[<prev] [next>] [<thread-prev] [thread-next>] [day] [month] [year] [list]
Message-ID: <20250702150624.00007ceb@huawei.com>
Date: Wed, 2 Jul 2025 15:06:24 +0100
From: Jonathan Cameron <Jonathan.Cameron@...wei.com>
To: Lorenzo Pieralisi <lpieralisi@...nel.org>
CC: Marc Zyngier <maz@...nel.org>, Thomas Gleixner <tglx@...utronix.de>, "Rob
Herring" <robh@...nel.org>, Krzysztof Kozlowski <krzk+dt@...nel.org>, "Conor
Dooley" <conor+dt@...nel.org>, Catalin Marinas <catalin.marinas@....com>,
Will Deacon <will@...nel.org>, Arnd Bergmann <arnd@...db.de>, "Sascha
Bischoff" <sascha.bischoff@....com>, Timothy Hayes <timothy.hayes@....com>,
Bjorn Helgaas <bhelgaas@...gle.com>, "Liam R. Howlett"

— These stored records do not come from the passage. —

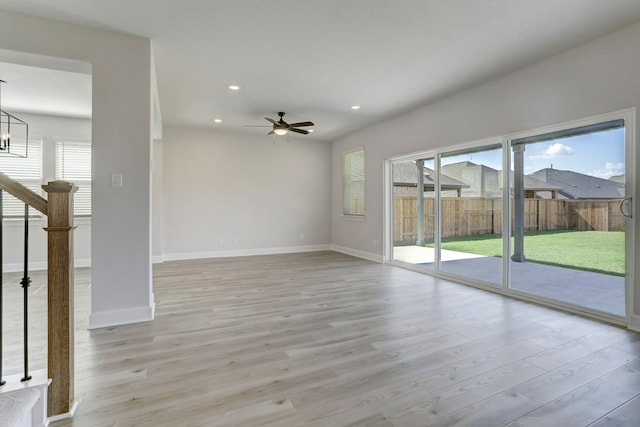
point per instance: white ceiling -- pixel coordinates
(313, 59)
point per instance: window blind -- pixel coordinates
(28, 172)
(353, 182)
(73, 164)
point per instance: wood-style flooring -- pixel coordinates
(325, 339)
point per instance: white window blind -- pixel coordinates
(73, 164)
(353, 182)
(28, 172)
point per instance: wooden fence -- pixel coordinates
(464, 216)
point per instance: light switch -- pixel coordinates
(116, 180)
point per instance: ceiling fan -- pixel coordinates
(280, 127)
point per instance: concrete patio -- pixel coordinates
(596, 291)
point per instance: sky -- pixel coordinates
(599, 154)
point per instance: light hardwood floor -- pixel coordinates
(324, 339)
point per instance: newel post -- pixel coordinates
(60, 299)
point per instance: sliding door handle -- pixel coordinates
(625, 207)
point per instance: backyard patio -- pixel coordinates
(596, 291)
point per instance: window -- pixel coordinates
(73, 164)
(353, 182)
(28, 172)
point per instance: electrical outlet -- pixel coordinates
(116, 180)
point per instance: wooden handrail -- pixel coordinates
(21, 192)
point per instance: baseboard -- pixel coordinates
(125, 316)
(53, 418)
(245, 252)
(357, 253)
(634, 323)
(41, 265)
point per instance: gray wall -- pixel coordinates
(599, 77)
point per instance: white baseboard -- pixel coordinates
(41, 265)
(125, 316)
(74, 406)
(357, 253)
(634, 323)
(244, 252)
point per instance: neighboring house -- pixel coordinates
(405, 181)
(574, 185)
(484, 181)
(617, 178)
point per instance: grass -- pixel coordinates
(598, 251)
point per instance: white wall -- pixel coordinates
(49, 129)
(229, 194)
(156, 201)
(121, 136)
(599, 77)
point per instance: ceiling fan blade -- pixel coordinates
(300, 124)
(302, 131)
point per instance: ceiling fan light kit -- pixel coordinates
(280, 127)
(12, 130)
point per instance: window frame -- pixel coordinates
(353, 196)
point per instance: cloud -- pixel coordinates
(555, 150)
(610, 169)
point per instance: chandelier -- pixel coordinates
(14, 133)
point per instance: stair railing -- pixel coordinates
(58, 207)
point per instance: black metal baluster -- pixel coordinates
(25, 285)
(2, 381)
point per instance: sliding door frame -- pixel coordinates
(632, 299)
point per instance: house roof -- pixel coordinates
(404, 175)
(576, 185)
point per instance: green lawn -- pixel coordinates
(600, 251)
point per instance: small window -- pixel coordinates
(73, 164)
(353, 182)
(28, 172)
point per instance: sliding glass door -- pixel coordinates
(568, 216)
(471, 214)
(414, 211)
(556, 228)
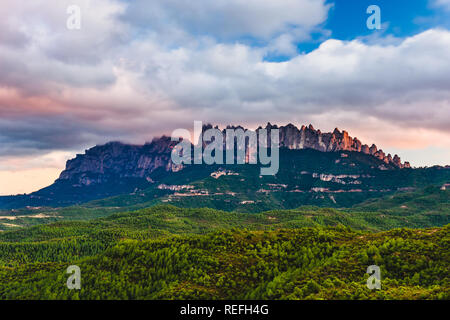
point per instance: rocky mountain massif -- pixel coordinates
(117, 160)
(312, 164)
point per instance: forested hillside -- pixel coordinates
(306, 263)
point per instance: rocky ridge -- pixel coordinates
(118, 160)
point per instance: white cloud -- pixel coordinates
(441, 3)
(228, 18)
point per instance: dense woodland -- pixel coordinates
(166, 252)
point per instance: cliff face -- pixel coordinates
(295, 138)
(116, 160)
(308, 138)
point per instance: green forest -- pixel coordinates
(165, 252)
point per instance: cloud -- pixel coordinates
(139, 69)
(227, 19)
(441, 3)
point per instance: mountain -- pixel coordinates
(316, 168)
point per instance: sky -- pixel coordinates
(138, 69)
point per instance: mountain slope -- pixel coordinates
(326, 169)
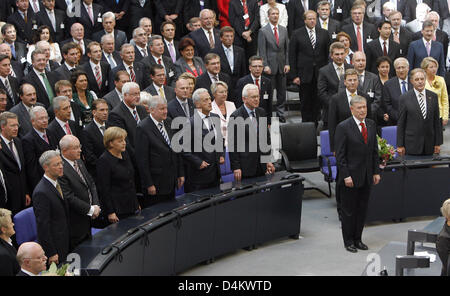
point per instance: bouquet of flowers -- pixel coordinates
(386, 152)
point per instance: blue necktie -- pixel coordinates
(404, 87)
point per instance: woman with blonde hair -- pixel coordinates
(436, 84)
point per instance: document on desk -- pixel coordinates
(426, 254)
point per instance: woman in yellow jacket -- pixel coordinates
(436, 84)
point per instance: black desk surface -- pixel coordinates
(161, 213)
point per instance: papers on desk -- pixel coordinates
(426, 254)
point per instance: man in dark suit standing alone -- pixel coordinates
(160, 168)
(419, 130)
(308, 47)
(51, 209)
(358, 166)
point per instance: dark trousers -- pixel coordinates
(279, 83)
(354, 203)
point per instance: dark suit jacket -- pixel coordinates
(75, 191)
(193, 159)
(52, 220)
(248, 162)
(9, 266)
(418, 135)
(120, 116)
(169, 92)
(369, 30)
(417, 52)
(158, 164)
(15, 177)
(58, 132)
(235, 13)
(105, 73)
(202, 46)
(12, 101)
(140, 71)
(391, 95)
(24, 118)
(265, 91)
(304, 60)
(61, 24)
(374, 50)
(204, 81)
(42, 96)
(33, 147)
(240, 64)
(93, 147)
(24, 30)
(120, 38)
(174, 109)
(355, 158)
(339, 110)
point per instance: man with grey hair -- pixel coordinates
(38, 140)
(109, 24)
(13, 162)
(79, 188)
(140, 44)
(248, 164)
(358, 165)
(203, 165)
(62, 125)
(156, 57)
(51, 208)
(160, 167)
(31, 258)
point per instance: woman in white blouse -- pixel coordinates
(264, 18)
(43, 34)
(221, 106)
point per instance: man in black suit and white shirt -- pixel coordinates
(203, 167)
(8, 83)
(232, 57)
(97, 71)
(248, 164)
(160, 168)
(37, 141)
(93, 135)
(419, 131)
(79, 189)
(207, 37)
(55, 19)
(308, 46)
(13, 162)
(157, 88)
(109, 24)
(358, 165)
(52, 209)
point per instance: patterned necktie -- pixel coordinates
(163, 133)
(247, 20)
(132, 76)
(98, 76)
(422, 106)
(359, 38)
(275, 33)
(364, 131)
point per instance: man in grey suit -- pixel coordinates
(419, 130)
(114, 97)
(29, 100)
(109, 24)
(157, 88)
(273, 44)
(324, 20)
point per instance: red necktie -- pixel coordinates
(364, 131)
(275, 32)
(247, 20)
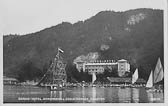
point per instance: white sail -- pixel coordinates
(135, 76)
(93, 77)
(158, 72)
(149, 84)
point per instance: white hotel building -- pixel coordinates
(99, 66)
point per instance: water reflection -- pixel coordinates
(89, 94)
(124, 95)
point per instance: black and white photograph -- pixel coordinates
(84, 51)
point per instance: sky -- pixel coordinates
(29, 16)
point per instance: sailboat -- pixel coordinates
(155, 76)
(93, 79)
(55, 77)
(135, 77)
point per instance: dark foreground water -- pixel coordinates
(33, 94)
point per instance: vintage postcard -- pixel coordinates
(84, 52)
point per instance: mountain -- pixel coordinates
(135, 35)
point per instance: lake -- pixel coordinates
(34, 94)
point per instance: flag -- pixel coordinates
(93, 77)
(149, 83)
(60, 50)
(135, 76)
(158, 72)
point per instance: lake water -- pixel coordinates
(33, 94)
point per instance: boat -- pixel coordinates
(155, 77)
(55, 77)
(134, 78)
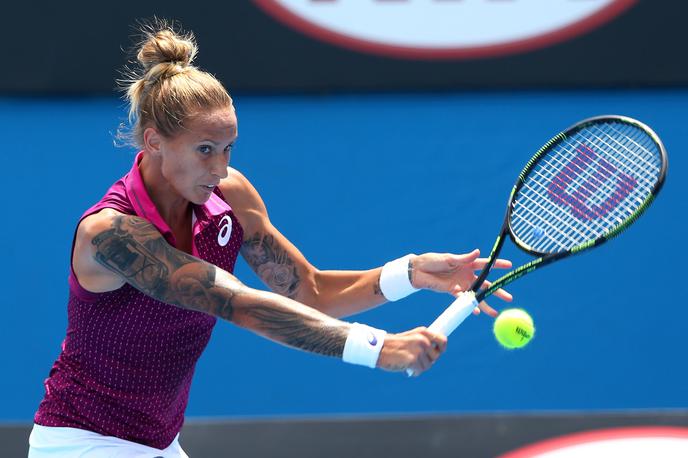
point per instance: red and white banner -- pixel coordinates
(444, 29)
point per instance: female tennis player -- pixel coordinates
(151, 272)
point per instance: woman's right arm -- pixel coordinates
(112, 248)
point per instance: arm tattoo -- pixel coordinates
(135, 250)
(304, 332)
(272, 264)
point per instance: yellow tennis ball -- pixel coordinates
(514, 328)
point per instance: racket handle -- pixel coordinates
(453, 316)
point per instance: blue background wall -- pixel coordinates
(355, 181)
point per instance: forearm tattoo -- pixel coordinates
(272, 264)
(304, 332)
(136, 251)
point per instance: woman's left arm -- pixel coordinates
(286, 271)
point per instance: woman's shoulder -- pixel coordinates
(238, 190)
(244, 199)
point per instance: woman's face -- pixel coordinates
(194, 161)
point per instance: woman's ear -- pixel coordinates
(152, 141)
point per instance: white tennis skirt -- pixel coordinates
(59, 442)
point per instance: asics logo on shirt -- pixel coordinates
(225, 231)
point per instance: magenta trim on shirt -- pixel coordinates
(127, 360)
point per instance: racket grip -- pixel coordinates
(453, 316)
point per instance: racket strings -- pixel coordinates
(585, 186)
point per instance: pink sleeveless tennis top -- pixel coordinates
(127, 361)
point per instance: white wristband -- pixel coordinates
(394, 281)
(363, 345)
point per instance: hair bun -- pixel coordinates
(164, 46)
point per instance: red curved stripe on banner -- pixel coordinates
(275, 9)
(559, 443)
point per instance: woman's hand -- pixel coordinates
(454, 273)
(415, 350)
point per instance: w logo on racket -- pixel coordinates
(605, 184)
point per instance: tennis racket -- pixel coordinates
(583, 187)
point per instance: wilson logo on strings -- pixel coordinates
(444, 29)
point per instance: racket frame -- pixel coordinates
(547, 258)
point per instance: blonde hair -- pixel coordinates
(165, 90)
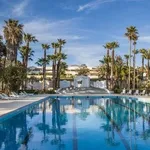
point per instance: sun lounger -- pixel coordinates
(30, 94)
(137, 92)
(143, 92)
(123, 92)
(130, 92)
(2, 96)
(13, 94)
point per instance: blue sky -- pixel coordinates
(85, 24)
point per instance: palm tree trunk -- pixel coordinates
(130, 65)
(148, 69)
(44, 72)
(142, 67)
(58, 71)
(134, 72)
(15, 49)
(107, 76)
(112, 68)
(127, 62)
(54, 71)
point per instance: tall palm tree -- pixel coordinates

<Liam.Howlett@...cle.com>, Peter Maydell <peter.maydell@...aro.org>, "Mark
Rutland" <mark.rutland@....com>, Jiri Slaby <jirislaby@...nel.org>,
<linux-arm-kernel@...ts.infradead.org>, <linux-kernel@...r.kernel.org>,
<devicetree@...r.kernel.org>, <linux-pci@...r.kernel.org>
Subject: Re: [PATCH v6 28/31] irqchip/gic-v5: Add GICv5 ITS support
On Thu, 26 Jun 2025 12:26:19 +0200
Lorenzo Pieralisi <lpieralisi@...nel.org> wrote:
> The GICv5 architecture implements Interrupt Translation Service
> (ITS) components in order to translate events coming from peripherals
> into interrupt events delivered to the connected IRSes.
>
> Events (ie MSI memory writes to ITS translate frame), are translated
> by the ITS using tables kept in memory.
>
> ITS translation tables for peripherals is kept in memory storage
> (device table [DT] and Interrupt Translation Table [ITT]) that
> is allocated by the driver on boot.
>
> Both tables can be 1- or 2-level; the structure is chosen by the
> driver after probing the ITS HW parameters and checking the
> allowed table splits and supported {device/event}_IDbits.
>
> DT table entries are allocated on demand (ie when a device is
> probed); the DT table is sized using the number of supported
> deviceID bits in that that's a system design decision (ie the
> number of deviceID bits implemented should reflect the number
> of devices expected in a system) therefore it makes sense to
> allocate a DT table that can cater for the maximum number of
> devices.
>
> DT and ITT tables are allocated using the kmalloc interface;
> the allocation size may be smaller than a page or larger,
> and must provide contiguous memory pages.
>
> LPIs INTIDs backing the device events are allocated one-by-one
> and only upon Linux IRQ allocation; this to avoid preallocating
> a large number of LPIs to cover the HW device MSI vector
> size whereas few MSI entries are actually enabled by a device.
>
> ITS cacheability/shareability attributes are programmed
> according to the provided firmware ITS description.
>
> The GICv5 partially reuses the GICv3 ITS MSI parent infrastructure
> and adds functions required to retrieve the ITS translate frame
> addresses out of msi-map and msi-parent properties to implement
> the GICv5 ITS MSI parent callbacks.
>
> Co-developed-by: Sascha Bischoff <sascha.bischoff@....com>
> Signed-off-by: Sascha Bischoff <sascha.bischoff@....com>
> Co-developed-by: Timothy Hayes <timothy.hayes@....com>
> Signed-off-by: Timothy Hayes <timothy.hayes@....com>
> Signed-off-by: Lorenzo Pieralisi <lpieralisi@...nel.org>
> Cc: Thomas Gleixner <tglx@...utronix.de>
> Cc: Marc Zyngier <maz@...nel.org>
Hi Lorenzo,
It almost certainly doesn't matter, but there are a couple of release
paths in here where things don't happen in the same order as the
equivalent error tear down paths (i.e. not reverse of setup).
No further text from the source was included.